The Bogey of Overpopulation
The Socialist Party are optimists for the future of the planet. Unlike the Malthusian-influenced eco-dystopians predicting the extinction of humanity, we actually hold that society is capable of feeding and sheltering our growing global population and can keep all healthy and contented. Very obviously, we add one huge caveat which is that we require a world socialist system to achieve that goal. Otherwise, those catastrophists may turn out to be correct that our present civilisation could collapse with dire consequences such as climate-change refugees storming the gates of Fortress Europe, reminiscent of the Barbarian hordes of the past.
It takes socialists to explain that the deprivation and squalor that most working people experience is caused by the operations of the capitalist market system, not by population size and its carbon footprints. Regardless of the progress of technology and its ability to produce an abundance of social wealth using fewer resources, great numbers of people will always endure deprivation. Socialists suggest that the so-called overpopulation problem has been popularised to disguise the intrinsic failure of the capitalist exchange economy to provide a decent level of security and comfort to most of the world. Other than certain specific situations complicated by military conflict there has always been enough food to feed everyone, but billions have faced hunger because they didn’t possess the money to buy it.
It is worth recalling the actual experience of David Crawford, who was a member of Oxfam’s humanitarian support team and the senior humanitarian adviser in Africa’s Sahel region. Back in 2007 when interviewed by the BBC (tinyurl.com/3h6kaysu) he explained that the media widely perceived that food shortages were the cause of widespread hunger. Although this played a role at a local level, it wasn’t the main cause as he learned from experience in Niger which was still exporting food, and staple cereals were available in the markets. The problem, Crawford pointed out, was that the poorest couldn’t afford to buy it in the markets. Once people ran out of money they fell into debt and sold off their valuable livestock. For the poor, the main problem is access to food, not the availability of food.
But let’s not take Crawford’s word.
Robert Watson, a former chair of the Intergovernmental Panel on Climate Change explained ‘hunger is not a food production problem. It is an income problem.’
Robert Fox, formerly of Oxfam Canada: ‘there is no food shortage in the world. Food is simply priced out of the reach of the world’s poorest people.’

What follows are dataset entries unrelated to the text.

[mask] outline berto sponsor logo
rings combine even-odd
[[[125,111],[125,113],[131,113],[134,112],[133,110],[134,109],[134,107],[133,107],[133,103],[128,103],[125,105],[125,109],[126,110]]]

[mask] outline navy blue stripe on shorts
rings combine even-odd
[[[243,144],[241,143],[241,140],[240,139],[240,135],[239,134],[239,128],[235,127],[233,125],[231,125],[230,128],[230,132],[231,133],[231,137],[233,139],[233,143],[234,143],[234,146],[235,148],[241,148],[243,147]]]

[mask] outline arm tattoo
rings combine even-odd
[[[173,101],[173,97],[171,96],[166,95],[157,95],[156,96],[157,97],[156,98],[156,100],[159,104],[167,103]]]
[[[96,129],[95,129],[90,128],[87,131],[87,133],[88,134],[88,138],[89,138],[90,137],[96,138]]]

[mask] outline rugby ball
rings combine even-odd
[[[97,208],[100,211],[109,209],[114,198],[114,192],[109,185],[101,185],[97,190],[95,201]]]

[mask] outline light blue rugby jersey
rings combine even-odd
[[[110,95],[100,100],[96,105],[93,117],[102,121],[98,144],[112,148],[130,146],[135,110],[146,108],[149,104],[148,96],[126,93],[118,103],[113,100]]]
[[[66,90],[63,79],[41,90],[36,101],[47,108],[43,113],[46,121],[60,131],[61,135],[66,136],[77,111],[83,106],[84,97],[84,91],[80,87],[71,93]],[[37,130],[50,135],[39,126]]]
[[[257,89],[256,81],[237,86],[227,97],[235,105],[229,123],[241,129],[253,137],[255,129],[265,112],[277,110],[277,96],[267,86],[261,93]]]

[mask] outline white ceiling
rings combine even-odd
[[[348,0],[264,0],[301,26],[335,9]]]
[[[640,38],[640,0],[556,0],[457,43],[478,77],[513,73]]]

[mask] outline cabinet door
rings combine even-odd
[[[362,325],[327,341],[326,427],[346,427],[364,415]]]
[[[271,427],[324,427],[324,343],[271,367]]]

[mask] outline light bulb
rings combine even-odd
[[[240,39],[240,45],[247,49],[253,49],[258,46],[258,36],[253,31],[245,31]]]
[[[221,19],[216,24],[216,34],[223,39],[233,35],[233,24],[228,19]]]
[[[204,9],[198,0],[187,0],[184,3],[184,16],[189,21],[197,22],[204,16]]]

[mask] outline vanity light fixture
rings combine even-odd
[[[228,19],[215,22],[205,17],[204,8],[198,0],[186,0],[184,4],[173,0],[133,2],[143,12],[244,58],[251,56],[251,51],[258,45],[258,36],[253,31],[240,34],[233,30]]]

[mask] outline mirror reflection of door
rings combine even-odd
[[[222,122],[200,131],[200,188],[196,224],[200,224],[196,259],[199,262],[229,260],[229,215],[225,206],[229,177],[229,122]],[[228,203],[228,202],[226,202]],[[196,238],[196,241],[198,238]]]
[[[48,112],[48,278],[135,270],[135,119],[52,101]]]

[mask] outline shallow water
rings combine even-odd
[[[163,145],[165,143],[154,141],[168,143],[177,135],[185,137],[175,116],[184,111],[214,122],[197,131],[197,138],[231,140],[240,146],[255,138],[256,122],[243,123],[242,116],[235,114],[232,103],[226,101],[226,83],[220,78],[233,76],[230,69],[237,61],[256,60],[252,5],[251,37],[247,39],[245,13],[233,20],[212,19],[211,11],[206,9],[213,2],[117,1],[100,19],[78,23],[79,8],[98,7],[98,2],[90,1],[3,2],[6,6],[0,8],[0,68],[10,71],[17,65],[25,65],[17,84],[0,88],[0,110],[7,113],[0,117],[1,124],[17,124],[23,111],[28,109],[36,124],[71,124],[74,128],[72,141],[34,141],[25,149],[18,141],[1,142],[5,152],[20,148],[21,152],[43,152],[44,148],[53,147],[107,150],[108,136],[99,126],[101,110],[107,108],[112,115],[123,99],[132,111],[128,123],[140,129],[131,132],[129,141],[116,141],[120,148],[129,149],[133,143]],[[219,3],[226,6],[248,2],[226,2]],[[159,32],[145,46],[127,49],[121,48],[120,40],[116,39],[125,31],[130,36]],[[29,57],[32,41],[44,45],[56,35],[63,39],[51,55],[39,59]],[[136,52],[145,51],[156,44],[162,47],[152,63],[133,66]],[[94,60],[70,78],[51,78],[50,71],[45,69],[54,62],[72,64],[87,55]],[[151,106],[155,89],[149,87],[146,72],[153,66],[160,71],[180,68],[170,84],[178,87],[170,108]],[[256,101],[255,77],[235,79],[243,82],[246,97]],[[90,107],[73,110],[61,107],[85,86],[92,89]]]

Ngozi Okonjo-Iweala, when World Bank Managing Director – ‘there is not a global food shortage — there is a price crisis’.
American Association for the Advancement of Science: ‘the problem is that many people are too poor to buy readily available food… Even though “hungry countries” have enough food for all their people right now, many are net exporters of food and other agricultural products.’
The truth is out there about the effects of capitalism, but regardless of the facts on the ground, there are those involved who still do not recognise socialism as a viable solution and continue with their palliatives, over and over again, without ever learning the lessons of experience. If food shortages exist it is due to this economic system where production is primarily for private profit and despite desperate demand, the capitalists are unwilling to satisfy such demand unless the return is sufficiently rewarding. The ability to produce and distribute is not the issue. The Socialist Party’s case is that the necessary changes cannot and will not be permitted by capitalism.
We can only for now speculate, but even under the constraints of the profit system since 1948, according to the U.N. Food and Agriculture Organization and the U.S. Department of Agriculture, annual world food production has outpaced the increase in population.
The former director of the Agricultural Economic Institute at Oxford University, Colin Clark, has estimated that if the world’s farmers were to use the best methods of farming available, an American diet could be provided for 35.1 billion people.
Roger Revelle, former director of the Harvard Center for Population Studies, estimated that Africa, Asia and Latin America alone, simply by using water more efficiently, could feed 35 billion to 40 billion people.
While accepting the truism that we live on a finite planet and infinite growth is impossible, socialists propose a steady-state, zero-growth model of the economy for the future society and envisage an anti-consumerism trend to prevail with an expected drop in consumption levels following an initial phase of higher production to raise the impoverished to a decent standard of living. We say this sustainable future can come about because in a society of social equals there will be no need for conspicuous consumption and public ostentation to display superiority and social status. The conditions are now ripe for socialism, ie, production for use where all humanity cooperates in the common social interest. In a sane world fit for human beings the economic forces fostering malnutrition and under-nourishment disappear.